CRR Speaks Before Panel on Contraception as Preventive Care Under Health Reform Law
(PRESS RELEASE) This week, the Center for Reproductive Rights delivered a statement urging an expert panel to include birth control, among the preventive services that it recommends be included to patients at no cost under the new health reform law.
Yesterday, the Committee on Preventive Services for Women convened by the Institute of Medicine, held its first meeting and invited women’s groups to offer their input. Aram Schvey, policy counsel at the Center for Reproductive Rights, spoke before the committee, calling for contraception to be made available to women at no cost in insurance plans that will be part of the new healthcare system.
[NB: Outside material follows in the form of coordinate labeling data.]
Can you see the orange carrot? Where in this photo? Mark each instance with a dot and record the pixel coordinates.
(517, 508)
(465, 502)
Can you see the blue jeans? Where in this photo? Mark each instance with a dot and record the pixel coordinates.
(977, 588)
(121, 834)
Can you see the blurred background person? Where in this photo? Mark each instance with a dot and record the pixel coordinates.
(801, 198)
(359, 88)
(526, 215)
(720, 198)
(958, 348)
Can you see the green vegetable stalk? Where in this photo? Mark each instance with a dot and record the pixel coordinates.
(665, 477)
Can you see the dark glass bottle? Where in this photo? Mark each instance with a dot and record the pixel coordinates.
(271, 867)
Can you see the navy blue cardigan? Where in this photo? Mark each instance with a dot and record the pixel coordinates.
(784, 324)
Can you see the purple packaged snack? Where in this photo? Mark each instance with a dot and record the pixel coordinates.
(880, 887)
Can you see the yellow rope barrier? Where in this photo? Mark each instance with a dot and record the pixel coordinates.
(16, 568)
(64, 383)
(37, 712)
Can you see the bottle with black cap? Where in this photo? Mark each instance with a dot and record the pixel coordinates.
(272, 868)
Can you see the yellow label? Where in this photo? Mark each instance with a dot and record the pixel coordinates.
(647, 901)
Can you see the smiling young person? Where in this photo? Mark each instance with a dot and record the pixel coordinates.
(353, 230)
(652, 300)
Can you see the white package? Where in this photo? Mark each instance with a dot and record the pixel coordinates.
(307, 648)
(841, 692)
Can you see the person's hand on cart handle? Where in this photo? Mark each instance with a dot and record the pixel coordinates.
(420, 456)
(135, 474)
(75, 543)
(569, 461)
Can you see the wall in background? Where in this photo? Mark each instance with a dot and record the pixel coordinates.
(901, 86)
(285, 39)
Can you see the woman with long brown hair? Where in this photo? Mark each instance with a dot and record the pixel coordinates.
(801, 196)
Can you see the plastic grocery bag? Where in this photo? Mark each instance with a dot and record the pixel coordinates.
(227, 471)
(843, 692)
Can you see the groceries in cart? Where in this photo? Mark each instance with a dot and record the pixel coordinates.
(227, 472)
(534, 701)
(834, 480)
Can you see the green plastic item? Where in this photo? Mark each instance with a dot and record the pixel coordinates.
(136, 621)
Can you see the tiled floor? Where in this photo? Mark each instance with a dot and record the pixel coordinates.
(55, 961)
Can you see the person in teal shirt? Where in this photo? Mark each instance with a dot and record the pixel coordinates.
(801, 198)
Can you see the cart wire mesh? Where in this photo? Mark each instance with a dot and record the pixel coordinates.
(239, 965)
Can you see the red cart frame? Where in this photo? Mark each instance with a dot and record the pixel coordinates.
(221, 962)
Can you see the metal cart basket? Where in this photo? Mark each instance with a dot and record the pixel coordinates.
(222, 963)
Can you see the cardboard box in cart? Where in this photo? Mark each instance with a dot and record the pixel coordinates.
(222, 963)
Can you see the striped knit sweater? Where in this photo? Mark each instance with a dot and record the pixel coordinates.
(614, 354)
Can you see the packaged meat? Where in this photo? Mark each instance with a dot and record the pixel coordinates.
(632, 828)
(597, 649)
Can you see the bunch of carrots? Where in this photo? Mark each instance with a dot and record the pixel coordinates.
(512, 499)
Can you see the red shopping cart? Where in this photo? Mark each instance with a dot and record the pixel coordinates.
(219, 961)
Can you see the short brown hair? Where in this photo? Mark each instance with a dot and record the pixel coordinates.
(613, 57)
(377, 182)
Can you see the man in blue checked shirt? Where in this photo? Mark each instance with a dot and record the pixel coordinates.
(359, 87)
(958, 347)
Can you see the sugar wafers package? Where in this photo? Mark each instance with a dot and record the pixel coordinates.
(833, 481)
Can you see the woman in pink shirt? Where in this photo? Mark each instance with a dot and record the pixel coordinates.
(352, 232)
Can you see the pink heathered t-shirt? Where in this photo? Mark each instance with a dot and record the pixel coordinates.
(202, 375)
The Center uses constitutional and human rights law to promote women’s equality by establishing and protecting their access to reproductive healthcare and their control over reproductive health decisions as fundamental rights that all governments around the world must respect, protect and fulfill.
Schvey cited the United States’ high unintended pregnancy rate, the inconsistent rate of contraceptive use among American women, and alarming racial disparities in women’s access to reproductive health services as violations of the United States’ human rights obligations to eliminate discrimination against women, and women of color in particular, and to provide the full range of quality and affordable healthcare, including sexual and reproductive services.
“Contraception and family planning services, including emergency contraception, should be included among the preventive services offered by insurance plans for two human rights-based reasons: first human rights law requires that contraception and family planning services be widely available, including through insurance, and second, human rights law specifically requires that vulnerable minorities have access to contraception and family planning services… The government’s failure to ensure that all women have access to contraception—and America’s corresponding 50% unintended pregnancy rate—represent not only profound public health failures, but also a significant human rights concern, implicating the rights to nondiscrimination and to health. These rights are recognized by the international community and are set forth in the major international human rights treaties to which the U.S. is a party or signatory.”